Мы все время недооцениваем силу наслаждения, которой обладает перверсия (в данном случае — силу двух «г», гомосексуализма и гашиша). Закон, Докса и Наука не желают понять, что перверсия просто-напросто приносит счастье; еще точнее, она дает прибавку — я становлюсь более чувствителен, более восприимчив, более разговорчив, более рассеян и т. д., и вот в этом-то «более» и заключается отличие (а значит, и Текст жизни, жизнь как текст). А потому это настоящая богиня, к которой можно взывать, у которой можно просить заступничества.
Друзья
Он подбирает определение встреченному у Ницше понятию «моральности» (моральность тела у древних греков), в отличие от морали; но концептуализировать не удается, можно только описать некое поле действия, топику. Для него очевидно, что это область дружбы, или даже (поскольку из-за школьной латыни это слово какое-то жесткое и ханжеское) область друзей (говоря о них, я все время вынужден брать их и себя самого в нашей житейской случайности — то есть отличности).
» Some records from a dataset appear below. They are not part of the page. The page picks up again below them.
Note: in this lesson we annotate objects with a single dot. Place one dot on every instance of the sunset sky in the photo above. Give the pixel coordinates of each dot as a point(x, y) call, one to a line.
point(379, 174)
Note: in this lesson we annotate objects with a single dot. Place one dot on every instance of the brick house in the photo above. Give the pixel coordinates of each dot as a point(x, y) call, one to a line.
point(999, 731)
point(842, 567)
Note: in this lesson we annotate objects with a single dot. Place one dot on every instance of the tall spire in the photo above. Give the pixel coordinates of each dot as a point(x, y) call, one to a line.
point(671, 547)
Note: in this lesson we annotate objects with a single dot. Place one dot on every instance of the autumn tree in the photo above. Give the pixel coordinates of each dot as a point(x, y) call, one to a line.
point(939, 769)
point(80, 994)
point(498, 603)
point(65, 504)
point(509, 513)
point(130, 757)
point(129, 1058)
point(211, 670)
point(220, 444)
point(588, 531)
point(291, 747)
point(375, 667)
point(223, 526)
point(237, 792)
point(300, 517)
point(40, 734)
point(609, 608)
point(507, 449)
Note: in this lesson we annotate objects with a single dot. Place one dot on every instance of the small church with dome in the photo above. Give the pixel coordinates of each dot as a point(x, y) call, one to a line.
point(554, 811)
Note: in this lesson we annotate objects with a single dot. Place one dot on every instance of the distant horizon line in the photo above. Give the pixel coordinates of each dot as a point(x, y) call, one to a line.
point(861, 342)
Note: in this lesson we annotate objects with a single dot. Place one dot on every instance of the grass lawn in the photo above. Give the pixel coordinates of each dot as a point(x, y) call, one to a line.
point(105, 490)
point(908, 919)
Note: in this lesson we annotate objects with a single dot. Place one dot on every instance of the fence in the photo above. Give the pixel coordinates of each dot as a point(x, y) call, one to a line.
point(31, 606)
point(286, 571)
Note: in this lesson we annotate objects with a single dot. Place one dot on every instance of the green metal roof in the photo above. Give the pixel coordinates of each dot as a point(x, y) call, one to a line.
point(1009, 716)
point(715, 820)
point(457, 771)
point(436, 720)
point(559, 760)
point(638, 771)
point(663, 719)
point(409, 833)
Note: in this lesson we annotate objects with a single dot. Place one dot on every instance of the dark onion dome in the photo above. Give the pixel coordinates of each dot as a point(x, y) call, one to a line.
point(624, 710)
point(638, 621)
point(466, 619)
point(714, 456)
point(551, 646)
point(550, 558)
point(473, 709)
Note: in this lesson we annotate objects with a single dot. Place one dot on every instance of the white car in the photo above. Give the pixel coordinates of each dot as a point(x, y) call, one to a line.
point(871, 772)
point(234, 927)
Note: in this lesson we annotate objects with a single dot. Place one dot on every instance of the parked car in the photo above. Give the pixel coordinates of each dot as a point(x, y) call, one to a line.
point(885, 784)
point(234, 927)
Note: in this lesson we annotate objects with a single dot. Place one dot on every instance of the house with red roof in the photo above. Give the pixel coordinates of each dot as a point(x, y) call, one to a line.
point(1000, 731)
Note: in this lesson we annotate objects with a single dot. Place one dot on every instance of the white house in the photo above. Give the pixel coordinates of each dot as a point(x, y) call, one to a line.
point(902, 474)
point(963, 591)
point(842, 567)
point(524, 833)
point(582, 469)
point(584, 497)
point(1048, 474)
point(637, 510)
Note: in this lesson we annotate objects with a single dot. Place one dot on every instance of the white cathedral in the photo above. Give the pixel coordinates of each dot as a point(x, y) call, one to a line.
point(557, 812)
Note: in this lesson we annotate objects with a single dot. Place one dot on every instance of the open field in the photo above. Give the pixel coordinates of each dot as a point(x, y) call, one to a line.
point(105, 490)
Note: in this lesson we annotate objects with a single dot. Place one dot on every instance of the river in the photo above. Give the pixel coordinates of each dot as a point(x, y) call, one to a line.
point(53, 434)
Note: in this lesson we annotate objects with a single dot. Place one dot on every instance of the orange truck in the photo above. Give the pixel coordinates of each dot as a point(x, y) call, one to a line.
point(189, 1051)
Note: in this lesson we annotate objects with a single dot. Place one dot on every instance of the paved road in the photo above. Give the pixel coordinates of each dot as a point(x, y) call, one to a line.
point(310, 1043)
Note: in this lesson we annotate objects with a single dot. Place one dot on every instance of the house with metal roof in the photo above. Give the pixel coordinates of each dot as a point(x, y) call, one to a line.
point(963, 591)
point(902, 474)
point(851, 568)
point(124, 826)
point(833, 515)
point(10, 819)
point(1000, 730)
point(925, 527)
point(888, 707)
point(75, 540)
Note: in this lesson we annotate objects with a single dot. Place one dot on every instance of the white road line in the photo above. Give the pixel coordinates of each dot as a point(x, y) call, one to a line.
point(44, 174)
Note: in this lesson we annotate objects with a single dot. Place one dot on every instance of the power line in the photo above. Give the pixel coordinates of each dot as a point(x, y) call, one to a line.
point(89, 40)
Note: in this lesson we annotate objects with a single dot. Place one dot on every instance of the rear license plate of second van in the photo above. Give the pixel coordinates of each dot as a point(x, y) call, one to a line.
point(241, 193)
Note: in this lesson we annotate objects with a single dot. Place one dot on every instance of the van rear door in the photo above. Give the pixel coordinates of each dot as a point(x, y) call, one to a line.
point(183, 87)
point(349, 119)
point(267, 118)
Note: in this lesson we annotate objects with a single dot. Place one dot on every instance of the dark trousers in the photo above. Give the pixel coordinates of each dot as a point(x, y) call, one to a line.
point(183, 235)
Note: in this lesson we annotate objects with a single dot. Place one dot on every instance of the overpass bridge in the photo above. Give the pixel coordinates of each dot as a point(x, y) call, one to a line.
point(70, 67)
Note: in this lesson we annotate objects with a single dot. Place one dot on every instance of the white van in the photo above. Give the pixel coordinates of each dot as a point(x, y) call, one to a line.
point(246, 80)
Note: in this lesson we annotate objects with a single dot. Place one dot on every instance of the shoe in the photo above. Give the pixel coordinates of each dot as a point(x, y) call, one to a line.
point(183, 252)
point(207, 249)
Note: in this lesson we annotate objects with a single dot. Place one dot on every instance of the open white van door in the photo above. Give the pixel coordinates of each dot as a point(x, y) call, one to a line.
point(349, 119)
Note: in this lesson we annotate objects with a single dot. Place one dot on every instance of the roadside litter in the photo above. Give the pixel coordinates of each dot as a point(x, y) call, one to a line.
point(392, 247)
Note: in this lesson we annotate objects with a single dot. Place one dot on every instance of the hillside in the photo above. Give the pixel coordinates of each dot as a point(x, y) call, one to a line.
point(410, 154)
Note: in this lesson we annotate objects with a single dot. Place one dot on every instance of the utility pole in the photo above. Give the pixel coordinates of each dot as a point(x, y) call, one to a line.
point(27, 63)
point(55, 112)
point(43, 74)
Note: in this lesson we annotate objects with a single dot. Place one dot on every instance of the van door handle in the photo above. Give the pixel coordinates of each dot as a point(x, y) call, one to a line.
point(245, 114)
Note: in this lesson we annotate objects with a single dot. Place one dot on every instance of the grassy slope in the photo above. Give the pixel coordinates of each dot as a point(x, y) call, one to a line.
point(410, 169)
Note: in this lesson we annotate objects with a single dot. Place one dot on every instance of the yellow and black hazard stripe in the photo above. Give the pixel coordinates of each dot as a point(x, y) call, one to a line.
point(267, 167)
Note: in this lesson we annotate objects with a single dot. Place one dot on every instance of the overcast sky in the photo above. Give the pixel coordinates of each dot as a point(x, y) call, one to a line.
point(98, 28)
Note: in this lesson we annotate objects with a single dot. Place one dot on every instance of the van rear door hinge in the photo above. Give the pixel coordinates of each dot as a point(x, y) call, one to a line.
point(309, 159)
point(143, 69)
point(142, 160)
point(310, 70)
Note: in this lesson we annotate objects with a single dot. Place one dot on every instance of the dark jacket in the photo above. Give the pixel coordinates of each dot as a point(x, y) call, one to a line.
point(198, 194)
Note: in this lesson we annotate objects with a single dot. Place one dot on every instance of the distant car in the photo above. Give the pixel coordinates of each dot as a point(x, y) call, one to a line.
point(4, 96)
В этом пространстве культурных аффектов он находит практическую реализацию того нового субъекта, для которого сейчас пытаются создать теорию: друзья образуют единую сеть, и каждому из них приходится воспринимать себя как внешнего/внутреннего, каждая беседа ставит перед ним вопрос о его гетеротопичности: где мое место среди чужих желаний? Как дела с желанием у меня самого? Множество перипетий, через которые проходит дружба, задают мне этот вопрос. И вот так пишется изо дня в день пылкий, магический текст, которому никогда не будет конца, — сияющий образ освобожденной Книги. Подобно тому как запах фиалок или вкус чая — оба, казалось бы, столь особенные, неподражаемые, невыразимые — разлагаются на составные элементы, сложное сочетание которых и образует все своеобразие данного вещества, так и ему казалось, что идентичность каждого из друзей, то, чем тот ему любезен, обусловлено тщательно дозированным и оттого совершенно оригинальным сочетанием черточек, составляющихся день за днем, в ходе быстротекущих сцен. Так каждый развертывал перед ним великолепную мизансцену своей оригинальности.
В старинной литературе иногда встречается такое на первый взгляд глупое выражение: религия дружбы (верность, героизм, вне-сексуальность). Поскольку же от религии нынче осталось одно лишь обаяние обряда, то он любил соблюдать мелкие ритуалы дружбы: отмечать с другом окончание какого-нибудь труда, устранение какой-нибудь заботы. Торжество делает событие более ценным, сообщает ему бесполезную избыточность, перверсивное наслаждение. Так и этот вот фрагмент магическим образом оказался написан последним, после всех остальных, наподобие посвящения (3 сентября 1974 года).